On ne sait pas trop si l’absence d’œufs sur les étals des supermarchés est liée au mouvement des agriculteurs ou pas. Toujours est-il que le manque de cet aliment crucial n’est pas sans rappeler la décennie 1980 en Algérie.
Période pendant laquelle, il fallait se lever tôt pour avoir le privilège d’une plaquette de trente œufs et sortir heureux (clin d’œil à Slim et son célèbre croquis montrant un client sortant d’un Souk El fellah, le graal dans les bras, sourire béant. La légende suit sous la forme d’un personnage truculent : un Algérien heureux. Sacré Slim !) Qui a dit que la France n’avait pas quarante années de retard sur nous ?
Voilà amis Français où mène la politique de l’arrogance et des politiciens qui ne se soucient que de leur propre confort. Gageons que nos députés et ministres ont le privilège d’un petit déjeuner bien achalandé d’œufs au plat et de bon bacon (Mmm). Ce fut le cas chez nous aussi. Chaque fois qu’une pénurie se profilait á l’horizon de nos petites courses, nos officiers furent bien servis, et leurs magasins regorgeaient de produits dont le citoyen ne fait que rêver.
Si cela continue ainsi, il est à parier que d’autres pénuries de produits de première nécessité ne tarderont pas suivre : beurre, fromages, huile, etc. (ah mon pauvre frenchie ! Non seulement tu n’auras plus d’œufs mais il te manquera l’ingrédient nécessaire pour leur cuisson.) C’est terrible, n’est-ce pas ? C’est ce genre de pénuries qui nous avait éreinté dans la décennie 1980 pour aboutir, en 1988 à la révolte des jeunes.
Je vais vous raconter une anecdote. Un matin, nous avions réunion de laboratoire á 10h. Comme j’habitais à quelques centaines de mètres de mon lieu de travail, à 9h 45, je dodelinais encore dans ma cité avec femme et enfant quand j’aperçois un monsieur avec une plaquette d’oeufs dans les bras. Pas la peine de sortir de Saint Cyr pour deviner qu’il sortait du Souk El fellah du coin.

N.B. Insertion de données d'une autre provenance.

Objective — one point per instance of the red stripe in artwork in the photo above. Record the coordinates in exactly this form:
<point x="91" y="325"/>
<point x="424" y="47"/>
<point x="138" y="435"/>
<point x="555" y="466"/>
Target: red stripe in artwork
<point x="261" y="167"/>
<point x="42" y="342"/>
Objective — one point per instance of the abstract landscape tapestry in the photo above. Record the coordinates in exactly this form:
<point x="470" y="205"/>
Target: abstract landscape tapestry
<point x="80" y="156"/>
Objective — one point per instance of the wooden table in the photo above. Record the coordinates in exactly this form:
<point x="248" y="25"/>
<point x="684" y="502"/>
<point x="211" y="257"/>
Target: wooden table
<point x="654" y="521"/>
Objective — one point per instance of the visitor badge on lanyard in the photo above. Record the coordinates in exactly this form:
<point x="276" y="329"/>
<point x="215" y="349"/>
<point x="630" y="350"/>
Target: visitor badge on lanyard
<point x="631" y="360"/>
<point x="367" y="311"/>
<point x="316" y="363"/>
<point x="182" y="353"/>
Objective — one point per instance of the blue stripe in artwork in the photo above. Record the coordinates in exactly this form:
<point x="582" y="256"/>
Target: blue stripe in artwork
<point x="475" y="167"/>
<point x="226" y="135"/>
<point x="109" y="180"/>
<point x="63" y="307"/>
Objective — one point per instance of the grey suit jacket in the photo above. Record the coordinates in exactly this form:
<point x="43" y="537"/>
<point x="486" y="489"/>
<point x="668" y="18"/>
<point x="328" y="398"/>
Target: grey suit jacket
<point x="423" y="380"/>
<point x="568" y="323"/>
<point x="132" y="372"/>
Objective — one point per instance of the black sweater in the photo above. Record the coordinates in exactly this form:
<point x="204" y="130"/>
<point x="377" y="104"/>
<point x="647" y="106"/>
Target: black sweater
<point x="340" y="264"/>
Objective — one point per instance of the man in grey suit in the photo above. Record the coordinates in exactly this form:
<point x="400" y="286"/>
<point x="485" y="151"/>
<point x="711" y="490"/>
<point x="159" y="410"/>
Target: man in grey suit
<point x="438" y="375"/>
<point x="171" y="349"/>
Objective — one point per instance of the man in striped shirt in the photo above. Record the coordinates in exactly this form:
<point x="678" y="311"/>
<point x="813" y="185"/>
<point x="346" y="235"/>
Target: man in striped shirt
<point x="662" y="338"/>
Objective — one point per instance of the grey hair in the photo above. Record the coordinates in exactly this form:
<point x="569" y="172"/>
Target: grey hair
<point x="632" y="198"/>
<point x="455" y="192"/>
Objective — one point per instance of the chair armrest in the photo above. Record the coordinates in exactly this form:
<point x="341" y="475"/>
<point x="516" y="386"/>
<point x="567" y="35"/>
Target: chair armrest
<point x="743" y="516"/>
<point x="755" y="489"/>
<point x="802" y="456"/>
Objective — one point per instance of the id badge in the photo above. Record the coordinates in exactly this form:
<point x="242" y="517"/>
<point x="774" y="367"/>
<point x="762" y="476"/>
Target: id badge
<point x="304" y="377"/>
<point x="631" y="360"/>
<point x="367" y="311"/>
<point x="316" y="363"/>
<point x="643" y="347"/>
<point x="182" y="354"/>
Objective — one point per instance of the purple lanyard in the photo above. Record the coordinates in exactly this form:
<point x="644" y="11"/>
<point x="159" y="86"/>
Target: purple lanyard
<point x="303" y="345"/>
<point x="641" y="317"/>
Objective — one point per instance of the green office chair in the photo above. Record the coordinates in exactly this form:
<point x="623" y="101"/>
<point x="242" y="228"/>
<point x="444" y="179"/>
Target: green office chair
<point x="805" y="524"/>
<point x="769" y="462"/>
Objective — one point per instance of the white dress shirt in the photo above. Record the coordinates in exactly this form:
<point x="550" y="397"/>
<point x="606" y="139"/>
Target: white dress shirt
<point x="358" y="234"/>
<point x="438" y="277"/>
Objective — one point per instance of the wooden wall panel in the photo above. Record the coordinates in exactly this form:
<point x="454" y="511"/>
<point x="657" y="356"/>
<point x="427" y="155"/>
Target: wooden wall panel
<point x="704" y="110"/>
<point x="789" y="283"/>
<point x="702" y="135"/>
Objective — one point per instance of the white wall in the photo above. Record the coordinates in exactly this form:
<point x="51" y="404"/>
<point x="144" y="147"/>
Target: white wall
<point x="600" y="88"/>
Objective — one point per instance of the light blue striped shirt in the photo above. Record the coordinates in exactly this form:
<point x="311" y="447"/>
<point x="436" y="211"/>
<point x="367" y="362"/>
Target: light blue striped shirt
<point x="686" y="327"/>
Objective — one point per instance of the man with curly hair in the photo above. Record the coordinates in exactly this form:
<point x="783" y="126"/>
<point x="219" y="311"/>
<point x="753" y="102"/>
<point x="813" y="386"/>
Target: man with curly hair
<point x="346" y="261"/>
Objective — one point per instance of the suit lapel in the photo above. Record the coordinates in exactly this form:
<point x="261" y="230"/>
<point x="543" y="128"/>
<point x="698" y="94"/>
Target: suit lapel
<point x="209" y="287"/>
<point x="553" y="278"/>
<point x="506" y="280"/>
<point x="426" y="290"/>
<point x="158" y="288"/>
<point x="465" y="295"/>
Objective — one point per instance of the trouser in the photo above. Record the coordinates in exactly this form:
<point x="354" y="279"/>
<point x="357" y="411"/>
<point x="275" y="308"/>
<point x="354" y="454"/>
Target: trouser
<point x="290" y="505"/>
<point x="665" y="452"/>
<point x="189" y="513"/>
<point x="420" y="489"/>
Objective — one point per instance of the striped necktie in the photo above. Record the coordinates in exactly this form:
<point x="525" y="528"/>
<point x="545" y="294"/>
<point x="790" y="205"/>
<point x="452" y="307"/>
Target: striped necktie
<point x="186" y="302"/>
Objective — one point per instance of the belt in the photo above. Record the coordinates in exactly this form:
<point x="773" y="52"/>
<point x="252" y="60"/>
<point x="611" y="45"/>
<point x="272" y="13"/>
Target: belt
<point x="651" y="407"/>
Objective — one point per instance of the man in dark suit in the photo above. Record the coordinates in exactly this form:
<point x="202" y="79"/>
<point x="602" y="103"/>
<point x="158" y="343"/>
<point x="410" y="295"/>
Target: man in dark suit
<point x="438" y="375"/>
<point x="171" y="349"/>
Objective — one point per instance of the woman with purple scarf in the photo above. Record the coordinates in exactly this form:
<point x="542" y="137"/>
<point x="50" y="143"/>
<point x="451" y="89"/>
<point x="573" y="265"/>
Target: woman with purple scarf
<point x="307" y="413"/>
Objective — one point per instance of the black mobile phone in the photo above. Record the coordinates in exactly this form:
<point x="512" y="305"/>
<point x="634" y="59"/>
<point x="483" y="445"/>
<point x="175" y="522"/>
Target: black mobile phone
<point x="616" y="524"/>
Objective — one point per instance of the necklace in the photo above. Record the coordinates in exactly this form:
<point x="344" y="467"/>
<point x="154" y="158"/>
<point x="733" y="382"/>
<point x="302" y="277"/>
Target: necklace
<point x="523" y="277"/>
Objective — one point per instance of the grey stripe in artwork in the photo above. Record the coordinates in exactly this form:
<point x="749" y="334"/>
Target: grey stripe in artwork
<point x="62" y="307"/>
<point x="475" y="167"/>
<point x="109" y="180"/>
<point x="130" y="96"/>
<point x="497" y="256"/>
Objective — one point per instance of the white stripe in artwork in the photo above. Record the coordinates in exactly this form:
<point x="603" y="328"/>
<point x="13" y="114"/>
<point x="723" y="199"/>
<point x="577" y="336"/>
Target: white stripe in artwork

Malgré les protestations de ma femme, je courre dans l’espoir de sortir “heureux” moi aussi. L’œil rivé sur ma montre, je pénètre rapidement dans cette caverne d’Ali baba, ma femme derrière moi pour me mettre en garde de ne pas rater ma réunion. J’avoue que j’ai eu un moment de flottement, quand devant moi se dessinait le profil de mon chef de Labo. Regarde qui est là, dis-je à mon épouse pour la rassurer et qu’elle arrête de gesticuler. C’est ainsi que pendant quelques jours, nous formions une famille “heureuse”. D’ailleurs qui sait. C’est peut-être le moyen qu’ont trouvé vos gouvernants : celui de vous faire goûter au bonheur simple pour oublier vos malheurs…hehehe ! Pourvu qu’il n’y ai pas de rupture d’huile ou de margarine pendant le ramadan. Les musulmans vont tous peter un câble, Mélenchon avec eux, accusant Macron de vouloir affamer les croyants.
À y regarder de près, il ne serait pas étonnant que ce système de gouvernance par pénuries ait été soufflé à l’oreille de Macron par Tebboune himself. Cela doit faire partie d’un package visant une bonne réconciliation ! Allez savoir !
Ceci dit, il faut savoir utiliser le téléphone arabe chers amis. Unique moyen de repérer les magasins qui offrent encore des œufs sur leurs rayons. Pour rappel, le téléphone arabe est une sorte de bouche à oreille qui se propage au rythme des pénuries !
En tous cas si d’aucuns repèrent une chaîne de supermarchés qui n’est pas touchée par ce manque d’œufs, prière de nous le faire savoir. En Algérie, pendant les années Chadli, nous faisions souvent des dizaines de kms pour une trentaine d’œufs ! Quel bonheur de rentrer chez soi, un peu de pitance assurée pour quelques jours !
Kacem Madani


Je cite:
« C’est ce genre de pénuries qui nous avait éreinté dans la décennie 1980 pour aboutir, en 1988 à la révolte des jeunes. »
Je riposte: Ca c’est l revolte a l’Oranaise et environs, a l’AlgeroiseRIENNE, mais pas au Pays, c.a.d. en Kabylie. Les oeufs se ramassent frais a Tabhirt. Ca dit plus que ca dit, tout de meme, les ecrits.